I want to add and extract files from an Office/Excel document using Python. So far adding things is easy but for extracting I haven't found a clean solution.
To make clear what I've got and what not I've written the small example test.py below and explain further.
test.py
import win32com.client as win32
import os
from tkinter import messagebox
import win32clipboard
# (0) Setup
dir_path = os.path.dirname(os.path.realpath(__file__))
print(dir_path)
excel = win32.gencache.EnsureDispatch('Excel.Application')
wb = excel.Workbooks.Open(dir_path + "\\" + "test_excel.xlsx")
ws = wb.Worksheets.Item(1)
objs = ws.OLEObjects()
# (1) Embed file
f = dir_path + "\\" + "test_txt.txt"
name = "test_txt_ole.txt"
objs.Add( Filename=f, IconLabel=name )
# (2) Access embedded file
obj = objs.Item(1) # Get single OLE from OLE list
obj.Copy()
win32clipboard.OpenClipboard()
data = win32clipboard.GetClipboardData(0xC004) # Binary access
win32clipboard.EmptyClipboard()
win32clipboard.CloseClipboard()
messagebox.showinfo(title="test_txt_ole.txt", message=str(data))
# (3) Press don't save here to keep
# wb.Close() # Will close excel document and leave excel opened.
excel.Application.Quit() # Will close excel with all opened documents
For preparation (step 0) it opens a given excel document with one worksheet that was create before by using new document button in excel.
In step (1) it uses API to embed a given text file to the excel document.

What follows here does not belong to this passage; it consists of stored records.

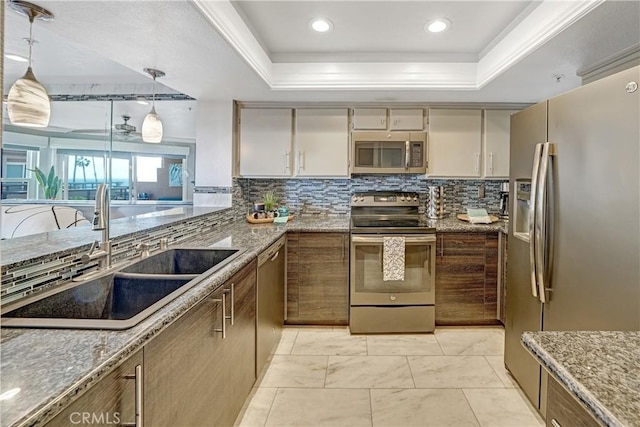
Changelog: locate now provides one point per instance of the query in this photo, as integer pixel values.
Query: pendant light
(28, 102)
(152, 125)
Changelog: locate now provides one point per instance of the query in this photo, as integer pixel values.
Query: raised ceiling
(495, 51)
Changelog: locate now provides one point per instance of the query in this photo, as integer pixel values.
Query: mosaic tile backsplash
(332, 196)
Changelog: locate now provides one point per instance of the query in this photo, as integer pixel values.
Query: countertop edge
(549, 363)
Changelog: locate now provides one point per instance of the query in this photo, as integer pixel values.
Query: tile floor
(327, 377)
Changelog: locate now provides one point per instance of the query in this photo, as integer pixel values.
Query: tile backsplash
(332, 196)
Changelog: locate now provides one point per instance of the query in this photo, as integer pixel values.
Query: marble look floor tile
(403, 345)
(502, 408)
(472, 341)
(286, 342)
(256, 408)
(320, 407)
(330, 343)
(453, 372)
(368, 372)
(295, 371)
(497, 363)
(421, 407)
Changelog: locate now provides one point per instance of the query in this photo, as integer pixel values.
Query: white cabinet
(370, 118)
(322, 142)
(406, 119)
(455, 142)
(265, 142)
(496, 143)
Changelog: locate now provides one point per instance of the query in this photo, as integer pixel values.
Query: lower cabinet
(317, 278)
(199, 370)
(563, 410)
(115, 400)
(467, 279)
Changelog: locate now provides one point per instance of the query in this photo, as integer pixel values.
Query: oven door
(367, 286)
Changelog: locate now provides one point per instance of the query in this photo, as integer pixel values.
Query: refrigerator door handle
(532, 213)
(544, 206)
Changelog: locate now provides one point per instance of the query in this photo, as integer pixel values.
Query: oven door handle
(431, 238)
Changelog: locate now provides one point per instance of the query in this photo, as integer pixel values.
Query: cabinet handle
(222, 330)
(286, 161)
(138, 377)
(231, 291)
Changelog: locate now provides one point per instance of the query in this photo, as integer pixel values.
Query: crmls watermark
(89, 418)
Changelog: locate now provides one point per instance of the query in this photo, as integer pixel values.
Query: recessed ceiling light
(321, 25)
(437, 25)
(14, 57)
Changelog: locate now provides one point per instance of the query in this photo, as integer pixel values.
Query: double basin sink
(121, 298)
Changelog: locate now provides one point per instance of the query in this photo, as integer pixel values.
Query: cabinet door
(239, 355)
(406, 119)
(564, 410)
(183, 376)
(369, 118)
(496, 143)
(112, 401)
(454, 142)
(265, 142)
(322, 142)
(322, 287)
(466, 278)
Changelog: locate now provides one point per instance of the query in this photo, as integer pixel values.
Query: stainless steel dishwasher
(270, 297)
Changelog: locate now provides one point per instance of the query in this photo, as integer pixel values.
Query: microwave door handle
(407, 154)
(532, 212)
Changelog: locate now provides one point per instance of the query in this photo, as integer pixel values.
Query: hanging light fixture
(152, 125)
(28, 101)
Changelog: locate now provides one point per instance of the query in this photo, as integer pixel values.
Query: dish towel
(393, 258)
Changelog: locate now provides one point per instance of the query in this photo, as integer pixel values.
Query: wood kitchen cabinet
(322, 142)
(265, 142)
(193, 374)
(455, 142)
(318, 278)
(563, 410)
(406, 119)
(112, 401)
(466, 278)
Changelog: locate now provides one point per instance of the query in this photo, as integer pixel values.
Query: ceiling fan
(122, 131)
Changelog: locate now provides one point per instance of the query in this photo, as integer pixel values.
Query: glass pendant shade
(152, 127)
(28, 102)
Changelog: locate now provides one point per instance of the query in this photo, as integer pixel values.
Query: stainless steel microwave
(389, 152)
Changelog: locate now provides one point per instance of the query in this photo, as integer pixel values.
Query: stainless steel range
(392, 269)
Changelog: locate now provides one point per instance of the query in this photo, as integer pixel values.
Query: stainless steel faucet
(101, 222)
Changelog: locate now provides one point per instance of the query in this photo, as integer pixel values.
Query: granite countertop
(52, 366)
(66, 362)
(600, 368)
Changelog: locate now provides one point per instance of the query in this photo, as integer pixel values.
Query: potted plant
(270, 202)
(51, 184)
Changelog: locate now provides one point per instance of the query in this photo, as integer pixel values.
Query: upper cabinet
(455, 142)
(265, 142)
(322, 142)
(369, 118)
(406, 119)
(496, 143)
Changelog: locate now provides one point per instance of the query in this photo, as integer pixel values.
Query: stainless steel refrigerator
(574, 235)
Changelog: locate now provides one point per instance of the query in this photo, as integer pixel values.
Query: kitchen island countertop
(600, 368)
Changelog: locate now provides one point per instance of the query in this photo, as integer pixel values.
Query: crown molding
(543, 23)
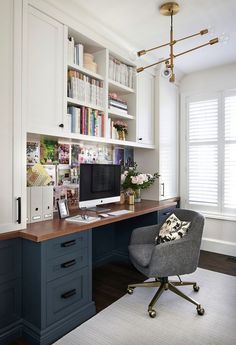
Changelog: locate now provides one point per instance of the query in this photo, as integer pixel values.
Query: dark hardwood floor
(110, 281)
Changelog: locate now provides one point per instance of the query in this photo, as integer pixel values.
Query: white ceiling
(140, 24)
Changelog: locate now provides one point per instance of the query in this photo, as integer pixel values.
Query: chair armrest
(145, 234)
(175, 257)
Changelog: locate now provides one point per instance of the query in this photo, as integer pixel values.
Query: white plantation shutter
(203, 152)
(211, 153)
(230, 153)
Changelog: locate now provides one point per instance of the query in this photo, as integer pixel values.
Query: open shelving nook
(99, 73)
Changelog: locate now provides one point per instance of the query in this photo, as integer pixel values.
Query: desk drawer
(67, 295)
(62, 265)
(66, 244)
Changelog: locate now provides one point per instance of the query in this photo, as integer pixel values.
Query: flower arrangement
(132, 179)
(121, 126)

The text file was created before with content "TEST123" using a text editor.
Afterwards in step (2) it tries to read back content from embedded OLE using clipboard and opens a message box that shows the content from OLE in clipboard.
Finally (3) the program closes the opened document. To keep an unchanged setup press no here.
The big disadvantage of this solution is the use of clipboard which smashes any user content in clipboard which is bad style in a productive environment. Further it uses an undocumented option for clipboard.
A better solution would be to safe OLE or OLE embedded file to a python data container or to a file of my choice. In my example I've used a TXT file to easily identify file data. Finally I'll use ZIP for an all-in-one solution but a TXT file solution would be sufficient for base64 data.
Source of 0xC004 = 49156: https://danny.fyi/embedding-and-accessing-a-file-in-excel-with-vba-and-ole-objects-4d4e7863cfff
This VBA example look interesting but I have no clue about VBA: Saving embedded OLE Object (Excel workbook) to file in Excel 2010
Workbooks.Open
,Worksheets.Item
, etc. are kindof VBA commands (technically they are IDispatch calls). Why don't you just try to call something likeoEmbFile.Object.SaveAs fName
in the VBA example directly from your python code – Jackson